Homero Bazán
Aunque el “nada vanidoso” Porfirio Díaz fue el que estableció la costumbre de colgar su imagen en las oficinas de su grupo cercano de buitres, sería con el presidente Plutarco Elías Calles que se oficializaría aquel simbólico besamanos gráfico, y todo funcionario agradecido de su hueso mostraba su lealtad hacia el mandatario en turno, colocando su fotografía en la pared, sin importar qué tan fea estuviese su carota y qué tan grande le quedara la banda presidencial.
Lo malo es que, con el paso de los sexenios, aquella insana tradición de mostrar la imagen del titiritero mayor en cada despacho de las dependencias públicas se extendió hasta al asistente del secretario del subdirector y, poco a poco, la lista de oficinas que recibían centenares de fotos oficiales durante el inicio del sexenio se fue engrosando, hasta alcanzar dentro de los presupuestos una cifra que para muchos resultaba escandalosa y que para otros rebasaba la grosería.
Aún con la cortina de censura que existía en el faraónico México de los años 60, un astuto reportero que escribió un artículo sobre un incipiente programa de actividades recreativas dirigidas a discapacitados de la Ciudad de México comparó cómo los fondos destinados a la iniciativa eran menores a lo que el Gobierno gastaba en dotar de imágenes del presidente a las diversas instancias.
Aquel inocente parrafito encendería la curiosidad de otros periodistas, quienes en las semanas siguientes investigaron sobre cuánto era el presupuesto asignado para aquel chistecito de las imágenes, quiénes eran los encargados de contratar al fotógrafo, imprimir, enmarcar, distribuir, etcétera.
Pronto se supo (vía el filtro acomodaticio de la oficina de comunicación social en turno) que tan sólo para el Distrito Federal, sin contar a las oficinas de menor jerarquía, se destinaba para las fotos oficiales un presupuesto de 40 mil pesos (unos 400 mil de ahora), cifra que supuestamente era mucho menor, porque se aprovechaban los marcos, los cristales y la infraestructura de laboratorios e impresión de las administraciones pasadas. Incluso en una breve declaración de banqueta, un vocero oficial afirmó que no podía considerarse como derroche el fomentar el respeto por la investidura presidencial, pues era un “símbolo de la unión de las instituciones por servir a los mismos ideales”.
No obstante, pronto salieron a relucir los cálculos incómodos, y se supo que si se añadían los costos de las fotografías enviadas a oficinas de menor rango, e incluso el presupuesto destinado en los diversos Estados de la República, al mismo chistecito (y donde ya proliferaba la costumbre de acompañar la imagen del presidente junto con otra del gobernador en turno), el derroche a nivel nacional era comparado con mantener un pequeño programa social.
Con la llegada del presidente Díaz Ordaz, el tema fue acallado por la mano dura prevaleciente hacia la prensa, más entre las contadas críticas disfrazadas de flashazos informativos, muchos recuerdan la imagen de docenas de fotos oficiales enmarcadas del expresidente Adolfo López Mateos, colocadas en cajones de basura, afuera de una dependencia gubernamental.

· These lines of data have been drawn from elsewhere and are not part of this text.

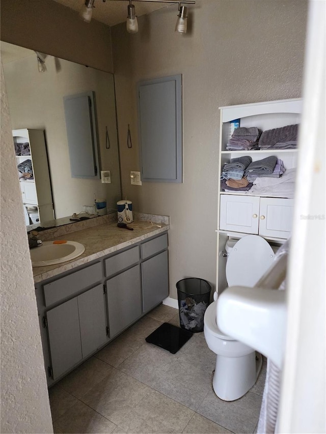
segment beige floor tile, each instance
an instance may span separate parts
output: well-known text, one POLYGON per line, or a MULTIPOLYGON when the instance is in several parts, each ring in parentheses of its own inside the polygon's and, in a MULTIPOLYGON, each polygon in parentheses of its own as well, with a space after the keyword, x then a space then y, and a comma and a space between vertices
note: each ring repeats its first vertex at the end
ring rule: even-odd
POLYGON ((170 320, 175 316, 176 312, 178 312, 177 309, 165 304, 160 304, 151 310, 146 316, 162 323, 170 323, 170 320))
POLYGON ((196 410, 210 389, 211 374, 201 369, 194 363, 195 359, 188 360, 186 357, 182 357, 182 350, 186 349, 189 341, 176 354, 145 343, 119 369, 196 410))
POLYGON ((115 368, 109 377, 81 399, 116 425, 123 427, 122 422, 126 415, 131 414, 133 409, 151 391, 146 385, 115 368))
POLYGON ((232 432, 198 413, 195 413, 182 432, 184 434, 229 434, 232 432))
MULTIPOLYGON (((132 407, 122 403, 116 408, 110 419, 118 427, 115 432, 173 433, 182 432, 194 412, 167 396, 148 388, 148 393, 132 407)), ((108 406, 106 408, 108 411, 108 406)))
POLYGON ((111 433, 116 427, 114 423, 80 401, 53 423, 56 433, 111 433))
POLYGON ((260 411, 261 397, 248 392, 235 401, 223 401, 210 391, 197 413, 236 433, 252 433, 260 411))
POLYGON ((78 401, 59 384, 55 385, 49 389, 49 398, 52 420, 53 422, 78 401))
POLYGON ((113 367, 92 357, 73 370, 59 384, 69 393, 80 398, 110 375, 113 367))
POLYGON ((265 380, 266 379, 266 370, 267 368, 267 360, 265 358, 263 359, 263 364, 261 370, 258 375, 257 381, 250 389, 251 392, 256 393, 260 396, 263 396, 264 388, 265 387, 265 380))
POLYGON ((96 357, 117 367, 145 342, 161 323, 145 316, 98 352, 96 357))

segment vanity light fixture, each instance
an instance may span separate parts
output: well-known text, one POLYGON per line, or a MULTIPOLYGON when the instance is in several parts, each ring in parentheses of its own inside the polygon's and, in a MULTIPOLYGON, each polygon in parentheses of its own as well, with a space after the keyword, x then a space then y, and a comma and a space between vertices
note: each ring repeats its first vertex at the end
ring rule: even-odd
MULTIPOLYGON (((102 0, 103 3, 105 0, 102 0)), ((125 2, 126 0, 109 0, 111 2, 125 2)), ((131 1, 148 2, 150 3, 174 3, 178 5, 179 15, 175 26, 175 31, 179 33, 187 33, 187 8, 181 5, 195 5, 196 2, 175 2, 175 0, 128 0, 129 5, 127 7, 128 16, 127 17, 127 32, 128 33, 137 33, 138 32, 138 22, 135 15, 135 8, 131 1)), ((95 0, 85 0, 85 5, 80 13, 80 17, 87 22, 90 22, 92 19, 93 8, 94 7, 95 0)))
POLYGON ((39 51, 35 51, 35 53, 37 59, 37 66, 39 72, 46 72, 46 66, 45 66, 44 60, 43 59, 42 53, 40 53, 39 51))
POLYGON ((79 12, 79 16, 86 22, 90 22, 93 15, 95 0, 85 0, 84 6, 79 12))
POLYGON ((186 6, 181 6, 179 4, 179 15, 177 23, 175 25, 175 32, 179 33, 187 33, 187 8, 186 6))
POLYGON ((138 32, 138 21, 134 10, 134 6, 130 0, 127 7, 127 32, 128 33, 137 33, 138 32))

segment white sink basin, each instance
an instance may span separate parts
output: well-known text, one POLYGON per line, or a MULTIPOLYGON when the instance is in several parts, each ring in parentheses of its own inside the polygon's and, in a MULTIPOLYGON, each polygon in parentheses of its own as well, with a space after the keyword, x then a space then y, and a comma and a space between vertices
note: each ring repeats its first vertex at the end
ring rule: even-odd
POLYGON ((33 267, 45 267, 61 264, 74 259, 83 253, 85 248, 80 243, 66 241, 53 244, 53 241, 44 241, 43 244, 30 250, 33 267))

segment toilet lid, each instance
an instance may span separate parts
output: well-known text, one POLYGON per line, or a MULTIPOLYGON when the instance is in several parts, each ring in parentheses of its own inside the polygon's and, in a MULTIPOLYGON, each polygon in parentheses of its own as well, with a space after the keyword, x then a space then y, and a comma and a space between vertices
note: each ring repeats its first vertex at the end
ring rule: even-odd
POLYGON ((258 235, 247 235, 234 245, 226 263, 229 286, 252 287, 270 266, 274 252, 258 235))

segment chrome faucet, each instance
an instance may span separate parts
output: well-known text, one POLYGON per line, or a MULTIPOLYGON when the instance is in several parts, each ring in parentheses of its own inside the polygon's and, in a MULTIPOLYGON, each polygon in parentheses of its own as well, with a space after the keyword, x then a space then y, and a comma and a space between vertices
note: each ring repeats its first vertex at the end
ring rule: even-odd
POLYGON ((42 241, 39 240, 38 236, 38 232, 36 230, 33 230, 31 233, 31 236, 29 237, 29 246, 30 249, 42 245, 42 241))

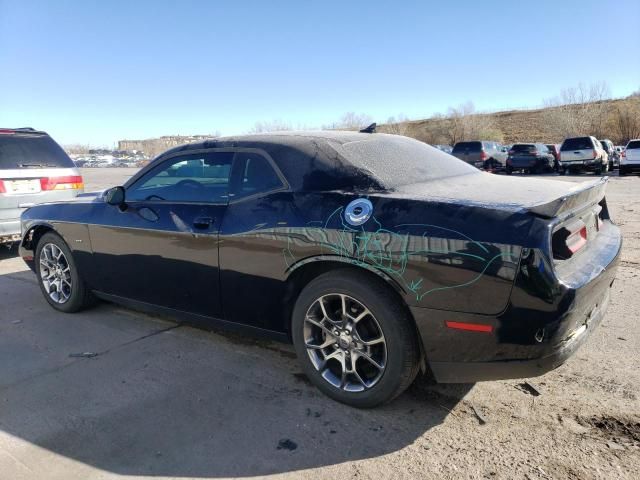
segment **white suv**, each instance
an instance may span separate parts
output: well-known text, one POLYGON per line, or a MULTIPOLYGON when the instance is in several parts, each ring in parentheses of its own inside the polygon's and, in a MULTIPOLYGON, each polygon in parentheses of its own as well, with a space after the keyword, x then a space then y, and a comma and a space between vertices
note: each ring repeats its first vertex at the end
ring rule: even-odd
POLYGON ((609 171, 609 156, 595 137, 565 138, 560 147, 560 168, 568 171, 593 171, 602 175, 609 171))
POLYGON ((629 140, 620 157, 620 176, 640 170, 640 139, 629 140))

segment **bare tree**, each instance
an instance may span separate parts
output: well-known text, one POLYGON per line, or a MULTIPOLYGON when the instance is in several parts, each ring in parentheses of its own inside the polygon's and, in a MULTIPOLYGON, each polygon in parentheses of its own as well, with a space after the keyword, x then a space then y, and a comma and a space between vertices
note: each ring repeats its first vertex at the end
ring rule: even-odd
POLYGON ((607 100, 611 97, 606 82, 565 88, 560 95, 544 101, 546 121, 561 136, 601 136, 607 122, 607 100))
POLYGON ((268 122, 254 123, 248 133, 282 132, 285 130, 293 130, 290 123, 283 120, 271 120, 268 122))
POLYGON ((502 141, 503 135, 489 115, 475 112, 472 102, 449 108, 444 118, 444 131, 447 142, 455 145, 465 140, 502 141))
POLYGON ((618 102, 611 114, 611 130, 617 144, 640 138, 640 96, 618 102))

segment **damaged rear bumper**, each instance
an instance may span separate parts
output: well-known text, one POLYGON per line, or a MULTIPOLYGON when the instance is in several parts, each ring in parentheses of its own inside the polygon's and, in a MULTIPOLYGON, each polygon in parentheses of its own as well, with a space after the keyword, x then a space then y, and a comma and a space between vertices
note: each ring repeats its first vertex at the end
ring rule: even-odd
POLYGON ((530 378, 544 375, 562 365, 600 324, 609 304, 609 292, 589 320, 578 327, 555 351, 540 358, 527 360, 497 360, 491 362, 429 362, 439 383, 470 383, 509 378, 530 378))
POLYGON ((602 322, 621 248, 619 228, 607 222, 589 251, 560 271, 563 281, 532 252, 520 264, 509 306, 496 316, 412 307, 435 380, 535 377, 562 365, 602 322), (485 328, 456 330, 451 323, 485 328))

Otros fotorreporteros buscaron también su versión de la nota, y consiguieron curiosas imágenes de fotos del mandatario, rescatadas de los depósitos, acompañando las imágenes de bodas y bautizos, dentro de las casas de lámina y cartón de un tiradero de la periferia de la ciudad, e incluso acompañando a vagabundos, cual oráculos omnipresentes, en sus solitarias noches a la intemperie.
Aquello dio al traste con la versión de que se reutilizaban los marcos y otros aditamentos para sostener esta tradición oficial, y fue evidente que, aunque adornadas con pintura de oro y cubiertas con las más finas pieles y cristales, aquellas fotos estaban destinadas a terminar en los tiraderos del olvido, y a ser reemplazadas cada seis años con el dinero de nuestros impuestos.
Por supuesto, algunos funcionarios recibieron jalones de orejas por andar tirando la basura gubernamental a plena vista de los indiscretos, y en lo sucesivo, igual que esos misterios relativos al destino de las golondrinas, nadie supo (salvo aquellas apartadas para los libros de texto) a dónde iban a parar las cientos, y quizá miles, de fotos de los expresidentes.